Outro aspecto a ser pensado é a da liberação sexual de uma mulher madura, bem-sucedida como advogada justamente de menores violentados sexualmente. Breillat instaura um paradoxo, pois de repente Anna passa de acusadora de violadores a acusada de abusadora, como se passasse para o outro lado do balcão. Mas a diretora prefere tratar a questão por outro ângulo, depois de Anna aceitar um acordo judicial com o jovem para evitar um escândalo. A princípio, o filme consegue dividir as intenções.
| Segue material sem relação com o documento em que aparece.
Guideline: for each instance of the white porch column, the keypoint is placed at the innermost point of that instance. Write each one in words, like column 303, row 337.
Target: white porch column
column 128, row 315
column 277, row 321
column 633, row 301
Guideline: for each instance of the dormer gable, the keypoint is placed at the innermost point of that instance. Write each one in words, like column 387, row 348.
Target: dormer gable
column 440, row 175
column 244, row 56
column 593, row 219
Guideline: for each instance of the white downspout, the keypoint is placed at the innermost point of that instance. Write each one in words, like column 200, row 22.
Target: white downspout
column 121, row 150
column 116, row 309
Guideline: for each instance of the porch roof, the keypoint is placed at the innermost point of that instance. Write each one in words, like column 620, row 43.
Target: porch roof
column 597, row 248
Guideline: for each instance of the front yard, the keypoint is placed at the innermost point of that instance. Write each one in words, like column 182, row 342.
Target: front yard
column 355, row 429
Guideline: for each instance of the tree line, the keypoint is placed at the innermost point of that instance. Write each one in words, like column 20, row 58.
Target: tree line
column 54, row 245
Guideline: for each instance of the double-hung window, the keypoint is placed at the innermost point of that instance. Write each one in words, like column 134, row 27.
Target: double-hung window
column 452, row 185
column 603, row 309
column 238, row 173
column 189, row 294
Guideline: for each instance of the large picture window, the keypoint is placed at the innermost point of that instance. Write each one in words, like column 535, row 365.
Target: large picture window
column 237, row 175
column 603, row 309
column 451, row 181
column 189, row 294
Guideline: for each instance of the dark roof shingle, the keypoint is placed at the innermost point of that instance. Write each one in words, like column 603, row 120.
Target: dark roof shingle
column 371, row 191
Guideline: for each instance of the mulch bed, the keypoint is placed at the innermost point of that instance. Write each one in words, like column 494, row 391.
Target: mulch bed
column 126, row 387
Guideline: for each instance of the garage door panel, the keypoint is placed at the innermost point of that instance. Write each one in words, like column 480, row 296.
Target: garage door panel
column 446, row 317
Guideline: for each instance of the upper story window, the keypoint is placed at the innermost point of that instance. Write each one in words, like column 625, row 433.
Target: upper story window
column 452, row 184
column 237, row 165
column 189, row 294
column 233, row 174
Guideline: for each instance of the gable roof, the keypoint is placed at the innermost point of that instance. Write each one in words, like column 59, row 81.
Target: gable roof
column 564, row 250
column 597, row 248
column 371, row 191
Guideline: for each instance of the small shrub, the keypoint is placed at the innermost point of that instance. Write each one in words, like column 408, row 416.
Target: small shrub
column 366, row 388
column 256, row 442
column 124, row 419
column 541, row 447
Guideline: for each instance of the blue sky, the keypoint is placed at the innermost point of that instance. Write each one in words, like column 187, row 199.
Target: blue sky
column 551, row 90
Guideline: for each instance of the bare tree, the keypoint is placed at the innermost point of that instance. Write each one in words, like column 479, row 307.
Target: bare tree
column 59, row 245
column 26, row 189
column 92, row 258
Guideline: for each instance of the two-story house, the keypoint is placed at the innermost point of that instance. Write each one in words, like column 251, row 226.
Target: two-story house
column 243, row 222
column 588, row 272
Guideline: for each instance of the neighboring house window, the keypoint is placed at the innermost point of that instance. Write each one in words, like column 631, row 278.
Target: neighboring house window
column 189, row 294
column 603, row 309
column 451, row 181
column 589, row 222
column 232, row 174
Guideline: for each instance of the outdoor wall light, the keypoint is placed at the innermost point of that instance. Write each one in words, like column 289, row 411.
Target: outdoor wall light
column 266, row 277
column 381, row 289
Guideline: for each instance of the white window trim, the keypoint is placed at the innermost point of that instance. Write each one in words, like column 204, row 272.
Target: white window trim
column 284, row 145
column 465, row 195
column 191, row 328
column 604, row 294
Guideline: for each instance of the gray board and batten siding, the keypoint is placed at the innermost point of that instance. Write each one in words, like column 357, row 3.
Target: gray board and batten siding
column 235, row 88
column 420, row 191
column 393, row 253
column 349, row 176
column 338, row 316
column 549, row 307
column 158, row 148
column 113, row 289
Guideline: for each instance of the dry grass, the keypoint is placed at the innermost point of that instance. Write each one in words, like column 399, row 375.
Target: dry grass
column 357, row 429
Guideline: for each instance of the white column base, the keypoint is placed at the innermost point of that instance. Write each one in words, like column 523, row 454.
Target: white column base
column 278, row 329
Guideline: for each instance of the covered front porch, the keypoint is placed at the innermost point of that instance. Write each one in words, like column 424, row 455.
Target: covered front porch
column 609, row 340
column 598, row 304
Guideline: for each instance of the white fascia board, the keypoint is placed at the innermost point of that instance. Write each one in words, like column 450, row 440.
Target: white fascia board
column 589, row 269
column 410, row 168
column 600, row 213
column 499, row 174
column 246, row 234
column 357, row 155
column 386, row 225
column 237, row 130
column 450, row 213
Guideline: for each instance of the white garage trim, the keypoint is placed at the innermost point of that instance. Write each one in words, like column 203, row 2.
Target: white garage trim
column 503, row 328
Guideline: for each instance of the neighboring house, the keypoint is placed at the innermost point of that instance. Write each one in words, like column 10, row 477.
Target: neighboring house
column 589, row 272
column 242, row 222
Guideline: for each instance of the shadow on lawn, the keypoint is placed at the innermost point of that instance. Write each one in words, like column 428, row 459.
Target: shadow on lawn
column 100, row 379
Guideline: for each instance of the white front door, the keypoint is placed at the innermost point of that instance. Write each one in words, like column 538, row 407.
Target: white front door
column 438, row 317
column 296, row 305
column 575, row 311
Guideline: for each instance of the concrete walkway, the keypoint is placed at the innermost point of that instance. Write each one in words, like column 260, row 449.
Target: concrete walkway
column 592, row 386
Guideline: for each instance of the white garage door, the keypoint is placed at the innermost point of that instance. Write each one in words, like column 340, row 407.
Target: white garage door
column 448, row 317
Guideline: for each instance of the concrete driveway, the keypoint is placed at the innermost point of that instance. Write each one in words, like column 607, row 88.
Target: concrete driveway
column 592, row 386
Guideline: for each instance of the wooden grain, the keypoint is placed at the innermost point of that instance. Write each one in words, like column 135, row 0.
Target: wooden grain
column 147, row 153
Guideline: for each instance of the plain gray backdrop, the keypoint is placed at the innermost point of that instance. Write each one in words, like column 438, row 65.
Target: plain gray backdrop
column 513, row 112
Ela querendo se livrar do escândalo, enquanto Théo planeja ainda se envolver com a madrasta.
"Culpa e Desejo" não é um filme sobre um escândalo, Breillat se recusa a isso, e sim uma obra sobre a luta por um desejo. Embora Anna seja a protagonista, quem movimenta a história é Théo com suas descobertas e seus impulsos jovens. Anna ´representa esse conflito entre a manter o bem-estar familiar e se deixar levar pelos desejos carnais. Breillat instaura o jogo, o quebra-cabeça em que Anna ficará dividida entre a manutenção da vida burguesa com o marido ou se deixar levar pelos instintos sexuais. Essa é a pulsão do filme, o que o mantem em pé até a última cena. Um dos elementos cinematográficos muito bem utilizados por Breillat é a profundidade de campo, com uma câmera sempre a capturar algo que está atrás e que amplia o sentido da cena dado no primeiro plano. Por isso, a câmera se movimenta pouco e bem devagar, para poder registrar tanto as emoções quanto a riqueza do quadro proposto.
Pode-se ainda, se fazer uma leitura feminista de "Culpa e Desejo", na medida que Anna aceita o jogo sexual de Théo e encampa suas necessidades carnais, mesmo que carregue consigo igualmente a culpa. Embora os altos padrões financeiros estejam presentes para lembrar que a plenitude da vida burguesa depende da manutenção das aparências, inclusive as conjugais. Fica a impressão ainda que a vida no campo parece induzir a liberalização dos desejos e aumenta a sensação de tédio e imobilidade da vida.
O mais bonito no filme, é o clima de melancolia que se implanta na parte final, a da certeza de que para se ter uma vida excitante é preciso abrir mão da estabilidade. A diretora se utiliza muito bem do álcool como um combustível poderoso para se delinear essa instabilidade. Fica ainda, ao final, uma sensação de esperança dos corpos, e o mais incrível é como Breillat nos faz cúmplices do prazer sexual desse casal improvável.